Oh yeah, and the mustache.
*Former Pro Bowl punter Pat McAfee has made headlines all season by interviewing Green Bay Packers quarterback Aaron Rodgers. Leave it to Michael Irvin to turn the tables. On this week's The Michael Irvin Podcast, the former Cowboy has McAfee as his guest, touching on topics from Rodgers' future, Carson Wentz's dead end and their agreement that Los Angeles Rams quarterback Matthew Stafford is indeed a future Hall of Famer.
*Hot.
*Not.
*Again, remind me how flawed Ron Washington isn’t in the Rangers Hall of Fame, but flawed Josh Hamilton is? The both – warts and all – played huge roles in getting the Rangers to consecutive World Series 2010-11. Shameful.
*Despite warnings and promises of dire consequences and, well common decency, Russian President Vladimir Putin ordered a full-scale invasion of neighboring Ukraine Thursday. What kind of American could possibly support a dictator Hell-bent on overthrowing Democracy while shrugging off civilian casualties as collateral damage? While Russia’s military aggression sends American stocks plummeting and gas prices rising, who could possibly stoop so low to label Putin “genius”, “wonderful” and “savvy”? This guy, that’s who, better known as the former President of the United States.
*Some of us were holding out hope the Mavs were going to get a playoff-push boost by signing long-time Luka Doncic pal Goran Dragic. Air ball.
*When I moved into my new place a year ago I was regularly awakened by songbirds, serenaded by uplifting Cardinals, Doves and such. Now, they’ve been drowned out and/or run off by Grackles. These harsh crowers start their annoying, grating calls at 5 a.m. Is it illegal to … never mind.

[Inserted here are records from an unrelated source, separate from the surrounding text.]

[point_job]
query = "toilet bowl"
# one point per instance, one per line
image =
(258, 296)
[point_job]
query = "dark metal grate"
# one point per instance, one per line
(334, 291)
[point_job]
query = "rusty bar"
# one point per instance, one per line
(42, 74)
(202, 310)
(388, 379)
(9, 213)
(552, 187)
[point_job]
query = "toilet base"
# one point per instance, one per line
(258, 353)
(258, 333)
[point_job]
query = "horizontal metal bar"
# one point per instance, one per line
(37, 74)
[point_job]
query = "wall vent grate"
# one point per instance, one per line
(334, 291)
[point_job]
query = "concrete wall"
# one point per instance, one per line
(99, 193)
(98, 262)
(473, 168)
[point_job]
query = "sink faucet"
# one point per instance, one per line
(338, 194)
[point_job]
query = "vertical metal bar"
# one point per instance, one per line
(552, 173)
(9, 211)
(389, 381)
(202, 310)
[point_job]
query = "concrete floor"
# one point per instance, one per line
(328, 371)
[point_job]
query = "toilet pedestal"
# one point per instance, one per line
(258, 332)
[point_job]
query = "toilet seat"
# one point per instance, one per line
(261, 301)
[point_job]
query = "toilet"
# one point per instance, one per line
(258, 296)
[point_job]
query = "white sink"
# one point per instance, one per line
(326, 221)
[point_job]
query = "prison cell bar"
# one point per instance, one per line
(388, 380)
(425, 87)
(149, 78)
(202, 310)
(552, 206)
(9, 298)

*Cowboys have been looking for a playmaking safety since, oh … Darren Woodson? Here we go again. The three safeties who played the most snaps in 2021 – Jayron Kearse, Damontae Kazee and Malik Hooker – are all free agents. Maybe they’ll look to the Jets for help?

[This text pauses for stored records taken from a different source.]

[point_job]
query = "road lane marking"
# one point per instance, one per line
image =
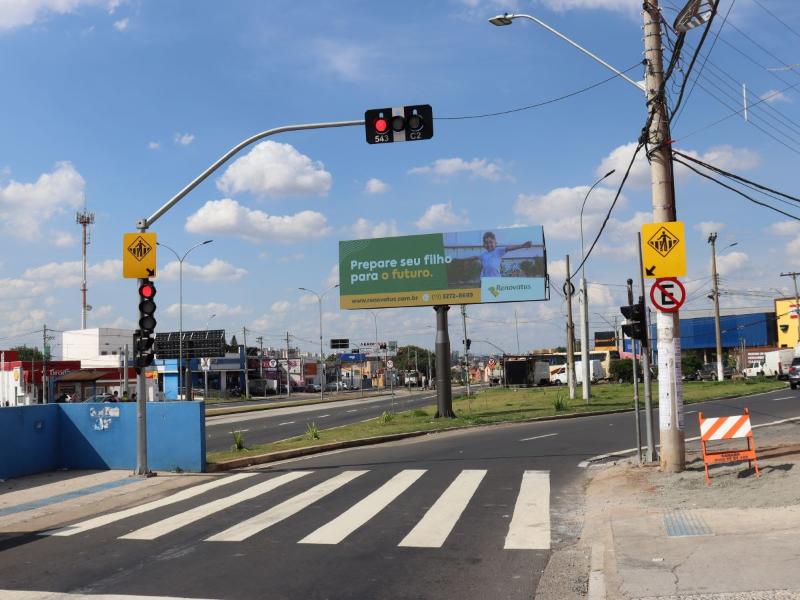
(438, 522)
(26, 595)
(170, 524)
(136, 510)
(530, 524)
(284, 510)
(538, 437)
(335, 531)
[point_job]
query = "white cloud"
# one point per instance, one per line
(281, 306)
(216, 270)
(559, 210)
(706, 228)
(441, 215)
(62, 239)
(364, 228)
(23, 206)
(274, 169)
(448, 167)
(228, 217)
(376, 186)
(771, 96)
(724, 156)
(203, 311)
(183, 139)
(19, 13)
(70, 274)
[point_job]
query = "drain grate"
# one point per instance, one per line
(679, 523)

*Our supply chain breakdown has a grim side-effect in DFW as police report a 31-percent uptick in auto theft early in 2022. The culprit? A shortage of software chips that make stolen cars easier to track. The No. 1 targeted vehicles: 2016-18 GMC pickups.
*Wait, this survey of NBA fans says the Mavs have the 13th-worst fans for … being too loud? Stranger, it ranks Jason Kidd No. 1 as the worst-behaved coach in the league. I know he has soda-stained blemishes in the past, but this year he’s been a relative prince.
*If you go to the gym but drive around in circles searching for a parking spot closer to the front door, just stay home.
*Forget on-the-court stuff, it was a monumental All-Star Weekend for the Mavs. When LeBron James compares Luka to himself and when Giannis Antetokounmpo cherishes being on stage with Dirk more than Michael Jordan, it says your franchise must be doing something right.
*I kinda wanna go on the Dark Web to see what’s what. But I don’t dare, out of fear I’ll never come back.
*This Weekend? Let’s head to Austin to hang out with friends new, and old. As always, don’t be a stranger.